Humor e leveza são características comuns do cinema mais comercial vindo da Inglaterra. Mesmo para os temas mais pesados, os britânicos conseguem fazer rir. Em parte porque os costumes e regras de condutas locais parecem quase desdenhar de falta de pose. Mas, principalmente, porque ainda é um país com uma população humana, com idiossincrasias comuns a todos, mas realçadas com o jeito rígido. Quando resolvem fazer algo leve como este A Música da Minha Vida, a leveza é ainda mais fácil.
É assim que o filme revela a história de Javed Khan (Viveik Kalra), um adolescente cujos pais migraram para o país do Paquistão. Em 1987, ele sofre com a vontade de ser descoberto como escritor e com as injustiças sociais da Inglaterra que tem como primeira-ministra a conservadora Margaret Thatcher. Principalmente, com a mão de ferro com que o pai rege o ambiente familiar. Até descobrir as músicas de Bruce Springsteen, cujas letras tocam diretamente nas agruras dele.
Aqui, a diretora Gurinder Chadha repete estrutura narrativa e estilo do trabalho que a tornou famosa, Driblando o Destino. Filho de imigrantes sofre com o choque de culturas do lugar em que nasceu e cresceu, e a família com valores tradicionais de outro país. Ele descobre por meio de um elemento cultural uma forma de se empoderar, mas que vai colocá-lo em choque com a figura principal em casa. Mude apenas o futebol por literatura e o gênero do filho e do pai.
Repetição em si não é problemático. Wes Anderson repete estética e estilo em todos os filmes dele, assim como Scorsese busca sempre a mesma velocidade na montagem, ou o Quentin Tarantino constrói diálogos acelerados e verborrágicos. O que incomoda é a impressão de que Chadha não tem nada de novo para dizer. Não que os conflitos culturais de descendentes de imigrantes não seja interessante, mas podem ser contados de formas diferentes, como no excelente Doentes de Amor.
A diretora filma a realidade de Javed com crueza. A fotografia tem diminuição de tonalidades para imitar as imagens de película de 1987, e tem câmera tremida, o que dá um tom documental para a produção.

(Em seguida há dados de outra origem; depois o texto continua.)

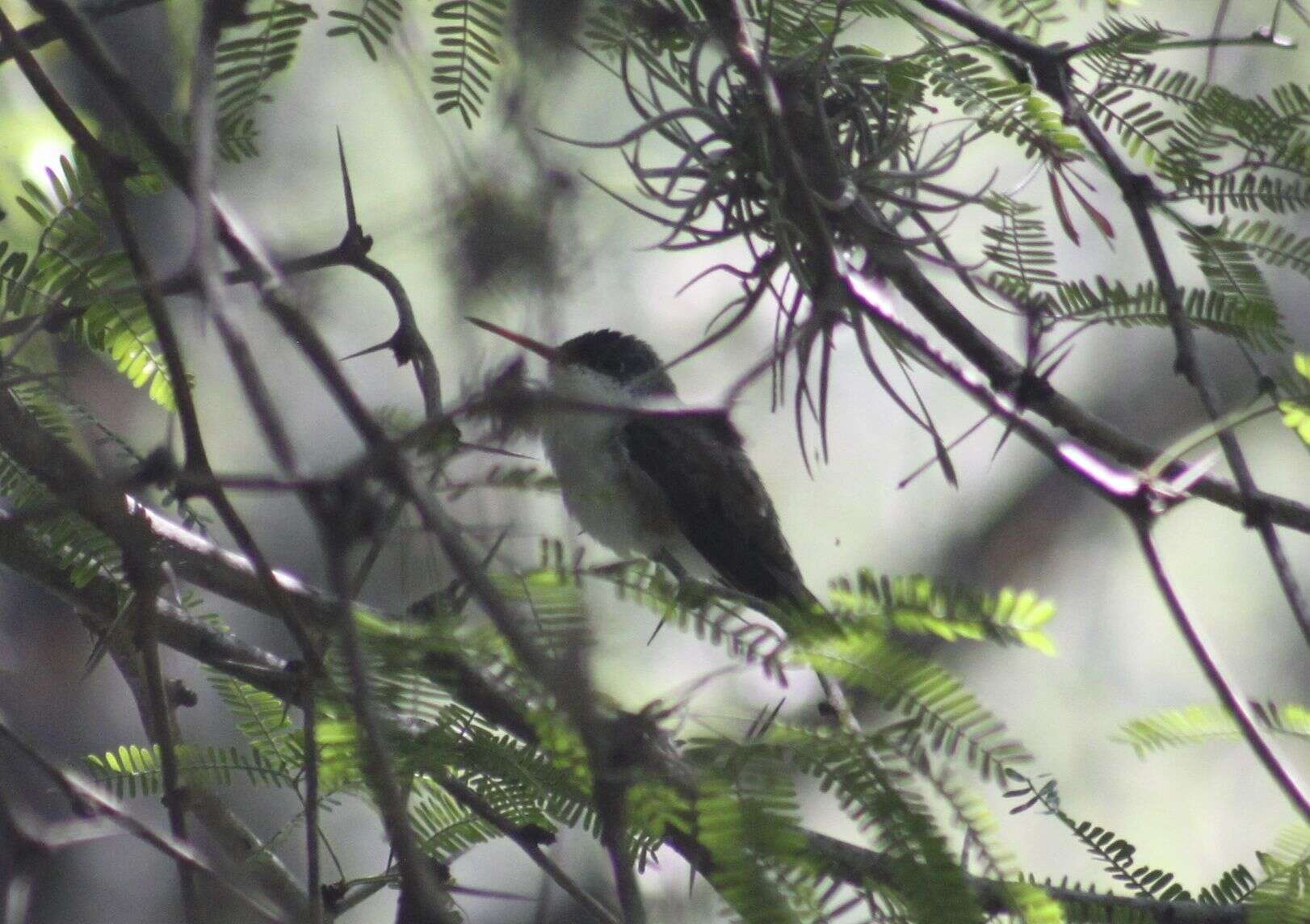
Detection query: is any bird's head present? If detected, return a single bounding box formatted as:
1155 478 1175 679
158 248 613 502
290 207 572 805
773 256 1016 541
469 317 676 398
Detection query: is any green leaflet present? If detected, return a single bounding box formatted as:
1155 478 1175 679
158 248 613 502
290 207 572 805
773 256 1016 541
328 0 405 61
432 0 506 128
1115 703 1310 758
828 570 1056 655
213 0 317 162
85 745 293 798
0 153 177 410
1279 353 1310 446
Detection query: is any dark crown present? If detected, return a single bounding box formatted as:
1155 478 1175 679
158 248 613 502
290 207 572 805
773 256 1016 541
556 330 674 394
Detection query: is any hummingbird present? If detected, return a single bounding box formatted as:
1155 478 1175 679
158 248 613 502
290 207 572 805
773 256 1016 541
469 317 823 632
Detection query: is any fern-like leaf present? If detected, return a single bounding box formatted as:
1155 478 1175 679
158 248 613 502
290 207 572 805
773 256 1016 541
829 570 1056 654
213 0 317 162
800 633 1032 783
1115 703 1310 758
85 745 292 798
328 0 405 61
432 0 504 128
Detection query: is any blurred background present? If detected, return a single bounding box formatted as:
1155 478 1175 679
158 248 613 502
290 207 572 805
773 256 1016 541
0 0 1310 922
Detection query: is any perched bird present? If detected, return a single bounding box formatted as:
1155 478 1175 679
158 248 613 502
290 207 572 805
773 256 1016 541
469 318 823 618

Com isso, consegue dar um peso maior para os devaneios e para a liberdade experimentada pelo protagonista quando ele usa as músicas para criar coragem e enfrentar os desafios pessoais. A primeira vez em que ele escuta o músico e um projetor coloca as letras das canções ao redor dele é um momento lindo e vibrante.
Mas também há estranhamento quando os devaneios fogem da natureza pessoal de Javed e escapa para os personagens ao redor. Em duas cenas, o jovem começa a cantar Springsteen em ambientes públicos e empolga pessoas a acompanhá-lo. É constrangedor ver o ator em pé, com um fone de ouvido, cantando sozinho enquanto uma multidão o observa. E quando ela se junta a ele, é só difícil de acreditar. As cenas removem o espectador do filme.
E não ajuda que Chadha repete outros problemas comuns aos filmes dela. A montagem corta entre cenas nos momentos mais estranhos, quando alguém está no meio de uma reação. E o único momento dramático dado para o pai de Javed tem uma construção quebrada. Começa como uma piada até que o ator tenha a chance de chorar com as falas mal colocadas. Acontece em um momento íntimo entre ele e a esposa, que já sabe tudo o que ele fala. Parece fora de lugar. E a trilha que sobe lentamente no meio da cena faz lembrar da manipulação da diretora para tentar emocionar a plateia.
Essa falta de domínio técnico também se encontra no roteiro escrito pela diretora com mais dois colaboradores. Há cenas em que uma reviravolta triste ocorre no fundo de uma situação divertida. O peso dramático se perde. O mais memorável é a briga de Javed com o melhor amigo enquanto ele faz piadas para conquistar o interesse amoroso. No entanto, o básico utilizado para construção de cinco atos garante um final que deve emocionar o público.
Além disso, ouvir músicas boas do Bruce Springsteen é bom. Com a leveza típica britânica, fica ainda mais gostoso. Mas com um roteiro mal escrito e os vários problemas técnicos, A Música da Minha Vida é um filme com saldo negativo. Poderia ser mais curto e focar no ritmo para ser mais divertido. Com muita coisa desconexa para dizer, parece arrastado.